JS: I mean, important is that we are not rubber stamping any information that is coming from our member countries. That applies to all member countries that I have been setting up a huge apparatus here in the Secretariat 2016 and in the following years to check every piece of information. For instance, a request to publish a Red notice which is this famous, very successful tool that helps every year arresting thousands of criminals around the world. But to ensure that this instrument and other instruments are not being used, abused, or misused for political purposes, for military purposes.
SC: There are crimes that are being perpetrated by organized crime that are inherently related to military aspects, for instance, arms trafficking. So how do you deal with this?
JS: 5% of the information requires an in-depth scrutiny process. And again, I’ve been developing a complex process here and a big team of experts who are doing it. If we have serious doubts that a request is not in line with our Constitution, we decline the request.
SC: There are cases of violations of human rights, child abuse, and human trafficking that are also taking place. But many of these crimes are part of what is being considered as war crimes. How do you deal with that?
JS: It’s a case-by-case consideration. As you said, there was no black and white. It requires a good team that is assessing a case from different directions. It requires us also to collect information from various sources, not just the requesting country, but other countries who might have information on a person, whether this person, for instance, has been granted protective status, or refugee status. This is the reason for us to not take any action and to decline any request, for instance, for a red notice.
SC: The AI is strongly related to the virtual world of the Internet, and it’s already in an extra-legal world and many crimes are taking place there. So what are you asking to the, say, state actors, world leaders, or international institutions?
JS: I mean, first of all, everybody has to understand the complexity and the threat that these types of crime are posing for national security. We are contributing, for instance, to artificial intelligence in a product that we have been distributing very recently, a toolkit for national law enforcement, for the responsible use of artificial intelligence. We cannot tell our member countries what they have to do, but at least we want to provide guidance to use these tools because they must be used. Otherwise, we cannot deal with these big data, the mass availability of information we can. And that helps INTERPOL, for instance, with our database online of child sexual exploitation, which we have been rescuing since the creation, more than 30,000 victims of sexual abuse. And every photo, every image is a crime scene.
SC: Don’t you think that there is a shortcoming at the base because the Internet lobby in the United States has a strong grip on the federal government?
JS: It’s not only about particular countries. This is a global threat of course, a little bit different because it has a global dimension.

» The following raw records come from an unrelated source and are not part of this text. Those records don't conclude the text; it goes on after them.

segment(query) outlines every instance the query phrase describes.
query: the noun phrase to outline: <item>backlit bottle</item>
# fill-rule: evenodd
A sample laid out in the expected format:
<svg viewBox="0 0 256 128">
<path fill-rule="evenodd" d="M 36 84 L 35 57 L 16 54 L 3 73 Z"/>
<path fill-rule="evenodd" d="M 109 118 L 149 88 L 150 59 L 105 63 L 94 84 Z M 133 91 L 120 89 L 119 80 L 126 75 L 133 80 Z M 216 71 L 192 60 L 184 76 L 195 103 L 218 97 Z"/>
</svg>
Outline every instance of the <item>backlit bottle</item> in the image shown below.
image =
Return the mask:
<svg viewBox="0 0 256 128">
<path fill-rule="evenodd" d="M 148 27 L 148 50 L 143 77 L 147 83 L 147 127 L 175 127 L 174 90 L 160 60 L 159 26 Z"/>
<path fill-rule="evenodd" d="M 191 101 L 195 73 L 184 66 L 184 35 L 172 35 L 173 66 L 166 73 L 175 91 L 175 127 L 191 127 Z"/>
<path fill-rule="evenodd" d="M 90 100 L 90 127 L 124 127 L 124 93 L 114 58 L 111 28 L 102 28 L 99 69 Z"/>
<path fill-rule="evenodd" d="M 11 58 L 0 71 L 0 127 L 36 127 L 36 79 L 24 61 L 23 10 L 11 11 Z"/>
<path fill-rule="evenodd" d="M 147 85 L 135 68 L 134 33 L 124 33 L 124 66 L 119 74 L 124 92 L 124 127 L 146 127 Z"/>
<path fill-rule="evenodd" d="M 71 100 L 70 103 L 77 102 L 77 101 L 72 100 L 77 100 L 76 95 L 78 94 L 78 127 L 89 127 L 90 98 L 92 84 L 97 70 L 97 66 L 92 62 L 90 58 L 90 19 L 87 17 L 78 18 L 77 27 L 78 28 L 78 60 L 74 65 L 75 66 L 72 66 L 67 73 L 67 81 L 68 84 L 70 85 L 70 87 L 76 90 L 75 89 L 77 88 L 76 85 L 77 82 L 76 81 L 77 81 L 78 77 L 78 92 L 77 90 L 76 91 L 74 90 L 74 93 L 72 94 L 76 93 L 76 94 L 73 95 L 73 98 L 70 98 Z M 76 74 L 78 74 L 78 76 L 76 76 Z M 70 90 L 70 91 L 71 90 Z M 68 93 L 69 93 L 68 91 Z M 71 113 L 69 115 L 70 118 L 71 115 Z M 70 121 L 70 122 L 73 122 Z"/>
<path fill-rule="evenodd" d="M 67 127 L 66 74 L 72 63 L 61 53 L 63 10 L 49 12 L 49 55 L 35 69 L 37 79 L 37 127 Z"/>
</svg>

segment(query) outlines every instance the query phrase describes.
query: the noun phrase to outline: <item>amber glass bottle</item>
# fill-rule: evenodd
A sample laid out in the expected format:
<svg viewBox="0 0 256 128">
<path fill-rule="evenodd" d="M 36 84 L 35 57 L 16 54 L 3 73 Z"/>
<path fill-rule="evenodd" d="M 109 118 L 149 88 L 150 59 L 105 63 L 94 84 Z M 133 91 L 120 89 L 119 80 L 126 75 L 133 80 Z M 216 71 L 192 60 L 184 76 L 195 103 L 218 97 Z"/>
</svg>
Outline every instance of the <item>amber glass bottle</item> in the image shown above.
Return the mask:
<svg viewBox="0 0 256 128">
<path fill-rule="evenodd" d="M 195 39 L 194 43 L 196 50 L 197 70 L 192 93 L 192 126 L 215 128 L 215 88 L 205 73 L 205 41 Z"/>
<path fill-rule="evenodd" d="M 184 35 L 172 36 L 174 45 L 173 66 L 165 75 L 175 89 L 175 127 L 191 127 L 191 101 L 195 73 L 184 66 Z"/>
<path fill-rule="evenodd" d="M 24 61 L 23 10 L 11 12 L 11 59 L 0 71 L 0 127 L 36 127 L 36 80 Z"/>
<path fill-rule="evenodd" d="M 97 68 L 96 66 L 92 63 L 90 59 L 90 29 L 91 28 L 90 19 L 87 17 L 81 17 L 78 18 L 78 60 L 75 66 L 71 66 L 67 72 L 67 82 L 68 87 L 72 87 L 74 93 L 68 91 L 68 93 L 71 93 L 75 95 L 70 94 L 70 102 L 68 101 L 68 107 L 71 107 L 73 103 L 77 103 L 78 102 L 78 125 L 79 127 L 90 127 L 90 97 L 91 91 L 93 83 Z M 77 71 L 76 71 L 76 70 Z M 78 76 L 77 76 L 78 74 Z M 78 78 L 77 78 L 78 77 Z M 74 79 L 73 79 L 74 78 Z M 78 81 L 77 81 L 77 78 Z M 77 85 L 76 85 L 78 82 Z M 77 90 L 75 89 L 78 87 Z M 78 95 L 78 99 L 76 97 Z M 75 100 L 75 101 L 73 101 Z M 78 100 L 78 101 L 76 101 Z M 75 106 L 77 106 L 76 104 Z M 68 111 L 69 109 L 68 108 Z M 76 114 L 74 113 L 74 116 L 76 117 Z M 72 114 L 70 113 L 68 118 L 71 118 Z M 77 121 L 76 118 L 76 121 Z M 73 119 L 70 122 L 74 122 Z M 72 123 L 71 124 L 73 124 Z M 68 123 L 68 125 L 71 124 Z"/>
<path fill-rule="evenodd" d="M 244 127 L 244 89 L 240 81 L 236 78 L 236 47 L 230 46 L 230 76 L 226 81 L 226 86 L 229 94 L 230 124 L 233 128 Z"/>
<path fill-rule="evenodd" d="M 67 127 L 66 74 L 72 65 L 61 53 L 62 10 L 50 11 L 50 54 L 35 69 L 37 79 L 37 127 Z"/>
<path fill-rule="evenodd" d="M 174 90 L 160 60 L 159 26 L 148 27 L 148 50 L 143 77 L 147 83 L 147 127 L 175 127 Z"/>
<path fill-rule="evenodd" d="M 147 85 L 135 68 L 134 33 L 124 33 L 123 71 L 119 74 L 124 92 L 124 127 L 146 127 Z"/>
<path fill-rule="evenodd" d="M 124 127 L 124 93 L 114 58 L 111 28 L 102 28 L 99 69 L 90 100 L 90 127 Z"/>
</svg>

SC: But most of these companies are coming from the US
JS: Of course. Yeah, but we have to we have that discussion for quite a while, maybe ten or 15 years about it: security regulation that perhaps is required. So, we are telling lawmakers, look, the situation is very serious. These are issues that concern the national security all over the world. It’s not up to INTERPOL to decide what kind of political consequences are being drawn, but could you imagine that INTERPOL would not exist? 100 years after its creation, a platform where member countries could share information despite political turbulences even if diplomatic ties do not exist or countries are in conflict? And it’s INTERPOL that is telling member countries to which extent a transnational organised club has been spreading its tentacles to different continents. And that is the real dimension of the organised crime today. It’s not just international crossing borders, crossing continents. It’s like a criminal global enterprise.